Holiday spending has the potential to shatter previous records. The National Retail Federation (NRF) forecasts that holiday sales during November and December will grow between 8.5 percent and 10.5 percent over 2020 to between $843 billion and $859 billion. The numbers, which exclude automobile dealers, gasoline stations and restaurants, compare with a previous high of 8.2 percent in 2020 to $777 billion and an average increase of 4.4 percent over the past five years.
“There is considerable momentum heading into the holiday shopping season,” NRF President and CEO Matthew Shay said. “Consumers are in a very favorable position going into the last few months of the year as income is rising and household balance sheets have never been stronger. Retailers are making significant investments in their supply chains and spending heavily to ensure they have products on their shelves to meet this time of exceptional consumer demand.”
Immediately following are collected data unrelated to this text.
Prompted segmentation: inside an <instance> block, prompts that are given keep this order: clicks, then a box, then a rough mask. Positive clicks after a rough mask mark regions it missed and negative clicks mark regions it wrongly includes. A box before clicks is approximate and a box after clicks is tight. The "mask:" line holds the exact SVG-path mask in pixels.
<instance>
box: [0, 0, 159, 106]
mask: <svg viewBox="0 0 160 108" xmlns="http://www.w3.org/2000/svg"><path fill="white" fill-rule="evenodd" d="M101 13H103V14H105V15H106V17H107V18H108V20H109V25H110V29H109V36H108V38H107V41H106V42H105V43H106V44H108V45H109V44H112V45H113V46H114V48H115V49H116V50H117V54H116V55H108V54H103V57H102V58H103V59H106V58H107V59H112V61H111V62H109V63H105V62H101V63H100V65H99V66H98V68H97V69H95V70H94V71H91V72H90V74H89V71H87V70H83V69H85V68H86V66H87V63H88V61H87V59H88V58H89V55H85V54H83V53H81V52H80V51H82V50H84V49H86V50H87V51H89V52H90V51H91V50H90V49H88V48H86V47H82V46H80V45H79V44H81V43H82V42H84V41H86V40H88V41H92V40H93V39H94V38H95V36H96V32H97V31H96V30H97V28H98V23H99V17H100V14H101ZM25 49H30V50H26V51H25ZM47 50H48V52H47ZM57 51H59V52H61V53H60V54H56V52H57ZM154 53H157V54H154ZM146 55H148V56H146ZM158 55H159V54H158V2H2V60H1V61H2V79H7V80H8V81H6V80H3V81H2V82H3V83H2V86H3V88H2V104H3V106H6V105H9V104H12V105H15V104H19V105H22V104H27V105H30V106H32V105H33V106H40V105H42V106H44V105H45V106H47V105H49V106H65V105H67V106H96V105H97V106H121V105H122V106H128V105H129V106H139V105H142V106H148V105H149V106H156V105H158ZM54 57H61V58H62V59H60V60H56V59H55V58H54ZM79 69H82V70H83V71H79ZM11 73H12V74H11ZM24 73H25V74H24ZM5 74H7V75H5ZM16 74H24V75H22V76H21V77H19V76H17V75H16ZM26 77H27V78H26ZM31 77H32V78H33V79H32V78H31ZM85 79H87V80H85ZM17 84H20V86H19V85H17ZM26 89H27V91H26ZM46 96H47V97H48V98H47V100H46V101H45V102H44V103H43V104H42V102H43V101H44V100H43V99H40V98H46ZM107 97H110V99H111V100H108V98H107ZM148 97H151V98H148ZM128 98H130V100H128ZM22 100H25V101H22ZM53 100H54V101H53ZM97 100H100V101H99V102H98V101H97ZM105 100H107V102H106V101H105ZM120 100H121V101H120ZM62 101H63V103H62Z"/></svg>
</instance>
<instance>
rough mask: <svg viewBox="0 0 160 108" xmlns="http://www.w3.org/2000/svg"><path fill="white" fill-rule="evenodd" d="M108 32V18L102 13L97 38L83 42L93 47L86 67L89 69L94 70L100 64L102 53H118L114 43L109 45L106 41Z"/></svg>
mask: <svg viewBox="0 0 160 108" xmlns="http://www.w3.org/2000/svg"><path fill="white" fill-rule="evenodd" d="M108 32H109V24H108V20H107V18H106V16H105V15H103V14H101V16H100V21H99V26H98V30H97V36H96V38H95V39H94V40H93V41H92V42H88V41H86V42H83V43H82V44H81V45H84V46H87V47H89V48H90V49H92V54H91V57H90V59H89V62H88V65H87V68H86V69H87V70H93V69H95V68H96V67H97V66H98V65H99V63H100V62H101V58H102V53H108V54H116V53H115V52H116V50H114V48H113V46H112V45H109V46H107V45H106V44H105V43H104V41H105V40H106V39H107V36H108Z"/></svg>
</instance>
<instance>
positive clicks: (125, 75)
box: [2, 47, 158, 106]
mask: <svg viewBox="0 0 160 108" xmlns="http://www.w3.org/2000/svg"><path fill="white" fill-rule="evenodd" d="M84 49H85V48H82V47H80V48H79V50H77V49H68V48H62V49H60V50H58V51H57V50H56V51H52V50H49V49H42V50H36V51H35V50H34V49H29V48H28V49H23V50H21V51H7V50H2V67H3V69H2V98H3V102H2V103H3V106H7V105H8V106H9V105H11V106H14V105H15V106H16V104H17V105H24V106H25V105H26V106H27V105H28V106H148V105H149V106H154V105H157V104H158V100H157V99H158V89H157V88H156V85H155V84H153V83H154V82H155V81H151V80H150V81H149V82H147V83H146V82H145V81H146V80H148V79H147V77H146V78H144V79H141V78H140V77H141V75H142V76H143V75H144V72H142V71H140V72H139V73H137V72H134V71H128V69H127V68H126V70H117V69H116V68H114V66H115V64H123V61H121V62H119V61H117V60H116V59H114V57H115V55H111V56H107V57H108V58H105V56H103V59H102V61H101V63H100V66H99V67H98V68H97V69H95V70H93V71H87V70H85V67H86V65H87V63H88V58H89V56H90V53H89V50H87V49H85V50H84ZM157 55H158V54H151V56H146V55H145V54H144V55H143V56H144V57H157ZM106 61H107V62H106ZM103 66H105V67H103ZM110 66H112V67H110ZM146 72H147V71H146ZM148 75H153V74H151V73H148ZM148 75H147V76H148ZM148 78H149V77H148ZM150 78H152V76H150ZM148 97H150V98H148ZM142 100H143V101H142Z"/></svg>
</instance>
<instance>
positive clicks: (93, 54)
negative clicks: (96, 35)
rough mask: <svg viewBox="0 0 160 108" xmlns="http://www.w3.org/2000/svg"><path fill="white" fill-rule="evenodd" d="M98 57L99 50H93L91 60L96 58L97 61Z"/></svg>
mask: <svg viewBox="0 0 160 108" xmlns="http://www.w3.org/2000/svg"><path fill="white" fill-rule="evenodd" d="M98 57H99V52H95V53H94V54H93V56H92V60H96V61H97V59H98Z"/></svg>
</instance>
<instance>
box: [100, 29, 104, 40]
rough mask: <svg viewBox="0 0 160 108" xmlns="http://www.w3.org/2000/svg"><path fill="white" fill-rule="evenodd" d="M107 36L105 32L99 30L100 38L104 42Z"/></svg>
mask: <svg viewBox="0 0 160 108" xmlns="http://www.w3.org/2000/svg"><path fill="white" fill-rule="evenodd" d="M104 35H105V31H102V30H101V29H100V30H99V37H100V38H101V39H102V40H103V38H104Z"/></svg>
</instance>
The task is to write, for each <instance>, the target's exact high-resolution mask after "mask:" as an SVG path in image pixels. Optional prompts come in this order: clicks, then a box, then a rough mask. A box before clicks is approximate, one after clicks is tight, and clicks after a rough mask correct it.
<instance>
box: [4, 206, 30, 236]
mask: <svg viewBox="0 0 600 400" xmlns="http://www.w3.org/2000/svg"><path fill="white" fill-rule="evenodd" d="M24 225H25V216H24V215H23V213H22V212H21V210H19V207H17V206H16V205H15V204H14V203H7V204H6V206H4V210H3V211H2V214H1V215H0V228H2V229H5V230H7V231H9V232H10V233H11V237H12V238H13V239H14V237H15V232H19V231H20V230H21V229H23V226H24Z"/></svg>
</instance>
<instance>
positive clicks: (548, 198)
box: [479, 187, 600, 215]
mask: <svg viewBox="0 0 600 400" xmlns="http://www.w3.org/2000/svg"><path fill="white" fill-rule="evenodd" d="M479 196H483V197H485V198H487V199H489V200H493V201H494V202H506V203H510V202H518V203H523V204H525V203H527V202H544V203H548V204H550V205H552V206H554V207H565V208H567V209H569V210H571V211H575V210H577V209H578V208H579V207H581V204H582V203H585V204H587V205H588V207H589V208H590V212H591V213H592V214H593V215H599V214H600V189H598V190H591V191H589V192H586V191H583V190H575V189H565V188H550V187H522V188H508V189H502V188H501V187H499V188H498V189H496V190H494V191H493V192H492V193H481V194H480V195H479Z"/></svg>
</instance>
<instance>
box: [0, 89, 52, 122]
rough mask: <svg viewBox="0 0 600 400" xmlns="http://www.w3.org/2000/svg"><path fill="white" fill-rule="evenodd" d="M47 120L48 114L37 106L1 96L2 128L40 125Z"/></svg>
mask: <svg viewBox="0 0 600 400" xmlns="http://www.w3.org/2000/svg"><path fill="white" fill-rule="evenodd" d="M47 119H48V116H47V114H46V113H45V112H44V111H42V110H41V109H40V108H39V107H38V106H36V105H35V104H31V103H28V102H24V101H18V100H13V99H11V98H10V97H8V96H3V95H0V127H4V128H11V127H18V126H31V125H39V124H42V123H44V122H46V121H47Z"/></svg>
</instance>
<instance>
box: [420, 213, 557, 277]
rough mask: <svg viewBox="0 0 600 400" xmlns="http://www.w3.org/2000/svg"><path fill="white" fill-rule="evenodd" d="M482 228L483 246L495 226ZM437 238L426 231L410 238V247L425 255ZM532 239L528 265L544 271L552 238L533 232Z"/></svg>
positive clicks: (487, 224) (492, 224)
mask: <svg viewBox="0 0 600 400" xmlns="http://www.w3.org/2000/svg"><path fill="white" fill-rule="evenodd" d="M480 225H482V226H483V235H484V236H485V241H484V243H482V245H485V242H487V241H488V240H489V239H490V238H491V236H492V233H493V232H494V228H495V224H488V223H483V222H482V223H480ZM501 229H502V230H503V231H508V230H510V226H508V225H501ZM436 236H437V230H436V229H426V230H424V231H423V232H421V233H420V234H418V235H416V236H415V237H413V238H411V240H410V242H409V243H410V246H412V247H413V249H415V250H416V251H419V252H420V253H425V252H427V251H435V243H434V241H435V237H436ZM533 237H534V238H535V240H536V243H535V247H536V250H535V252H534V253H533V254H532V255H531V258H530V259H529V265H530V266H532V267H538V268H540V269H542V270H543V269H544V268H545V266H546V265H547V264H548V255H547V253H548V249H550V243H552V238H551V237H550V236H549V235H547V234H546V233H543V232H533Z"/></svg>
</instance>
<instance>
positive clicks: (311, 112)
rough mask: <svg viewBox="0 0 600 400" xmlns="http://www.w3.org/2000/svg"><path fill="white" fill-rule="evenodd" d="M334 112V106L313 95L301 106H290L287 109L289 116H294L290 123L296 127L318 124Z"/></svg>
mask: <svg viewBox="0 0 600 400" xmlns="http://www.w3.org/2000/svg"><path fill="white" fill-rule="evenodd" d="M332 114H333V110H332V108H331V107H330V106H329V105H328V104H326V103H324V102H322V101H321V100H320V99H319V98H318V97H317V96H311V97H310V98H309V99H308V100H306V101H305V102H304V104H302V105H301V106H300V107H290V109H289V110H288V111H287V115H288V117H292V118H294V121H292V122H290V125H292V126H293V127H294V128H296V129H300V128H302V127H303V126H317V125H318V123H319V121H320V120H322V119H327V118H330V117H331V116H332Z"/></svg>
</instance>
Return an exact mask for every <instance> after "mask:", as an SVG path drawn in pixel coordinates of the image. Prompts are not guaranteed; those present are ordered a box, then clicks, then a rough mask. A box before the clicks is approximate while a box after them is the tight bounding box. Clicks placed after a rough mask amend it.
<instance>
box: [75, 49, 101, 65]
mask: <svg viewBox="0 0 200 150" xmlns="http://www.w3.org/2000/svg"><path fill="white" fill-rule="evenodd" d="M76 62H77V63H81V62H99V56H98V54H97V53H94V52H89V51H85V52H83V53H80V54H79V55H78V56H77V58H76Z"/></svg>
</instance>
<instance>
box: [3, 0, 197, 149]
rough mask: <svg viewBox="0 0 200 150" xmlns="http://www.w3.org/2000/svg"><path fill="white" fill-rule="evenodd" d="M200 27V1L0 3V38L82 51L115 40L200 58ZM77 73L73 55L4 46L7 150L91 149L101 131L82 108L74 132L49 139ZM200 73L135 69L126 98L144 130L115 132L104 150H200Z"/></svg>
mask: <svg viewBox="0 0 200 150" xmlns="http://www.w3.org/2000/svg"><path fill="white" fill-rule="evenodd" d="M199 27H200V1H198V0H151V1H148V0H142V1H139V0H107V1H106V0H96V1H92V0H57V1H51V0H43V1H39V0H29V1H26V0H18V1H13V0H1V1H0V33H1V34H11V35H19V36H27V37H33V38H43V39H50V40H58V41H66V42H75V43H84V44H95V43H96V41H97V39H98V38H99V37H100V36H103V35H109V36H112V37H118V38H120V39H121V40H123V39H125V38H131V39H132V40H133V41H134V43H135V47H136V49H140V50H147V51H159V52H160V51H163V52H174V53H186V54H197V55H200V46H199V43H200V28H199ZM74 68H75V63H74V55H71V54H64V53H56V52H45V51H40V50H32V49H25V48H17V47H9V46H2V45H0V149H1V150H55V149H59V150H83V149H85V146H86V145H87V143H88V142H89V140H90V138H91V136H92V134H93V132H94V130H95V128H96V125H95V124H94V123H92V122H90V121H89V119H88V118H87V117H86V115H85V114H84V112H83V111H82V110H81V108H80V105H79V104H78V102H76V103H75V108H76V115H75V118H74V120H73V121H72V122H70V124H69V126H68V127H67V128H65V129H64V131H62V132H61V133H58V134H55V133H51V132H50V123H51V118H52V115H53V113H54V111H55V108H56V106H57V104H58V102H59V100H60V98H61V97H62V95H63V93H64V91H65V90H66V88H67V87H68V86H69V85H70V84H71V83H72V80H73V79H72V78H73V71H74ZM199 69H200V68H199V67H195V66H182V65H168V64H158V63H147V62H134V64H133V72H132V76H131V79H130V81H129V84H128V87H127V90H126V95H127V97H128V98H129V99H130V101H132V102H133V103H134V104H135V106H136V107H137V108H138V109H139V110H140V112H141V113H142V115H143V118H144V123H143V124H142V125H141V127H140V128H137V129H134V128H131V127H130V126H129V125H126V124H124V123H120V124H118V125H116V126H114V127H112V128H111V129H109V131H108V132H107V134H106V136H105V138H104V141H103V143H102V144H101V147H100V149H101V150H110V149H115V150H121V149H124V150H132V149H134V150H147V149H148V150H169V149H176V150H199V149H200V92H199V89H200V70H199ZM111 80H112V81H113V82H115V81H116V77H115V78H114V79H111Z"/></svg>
Last year saw massive growth in digital channels as consumers turned to online shopping to meet their holiday needs during the pandemic. While ecommerce will remain important, households are also expected to shift back to in-store shopping and a more traditional holiday shopping experience.
“Pandemic-related supply chain disruptions have caused shortages of merchandise and most of this year’s inflationary pressure,” NRF Chief Economist Jack Kleinhenz said. “With the prospect of consumers seeking to shop early, inventories may be pulled down sooner and shortages may develop in the later weeks of the shopping season. However, if retailers can keep merchandise on the shelves and merchandise arrives before Christmas, it could be a stellar holiday sales season.”
NRF expects retailers will hire between 500,000 and 665,000 seasonal workers to combat what could be the highest holiday retail sales ever. That compares with 486,000 seasonal hires in 2020. Some of this hiring may have been pulled into October as many retailers encouraged households to shop early to avoid a lack of inventory and shipping delays. With the earlier start retailers have announced thousands of open positions in bricks-and-mortar stores and warehouse and distribution centers.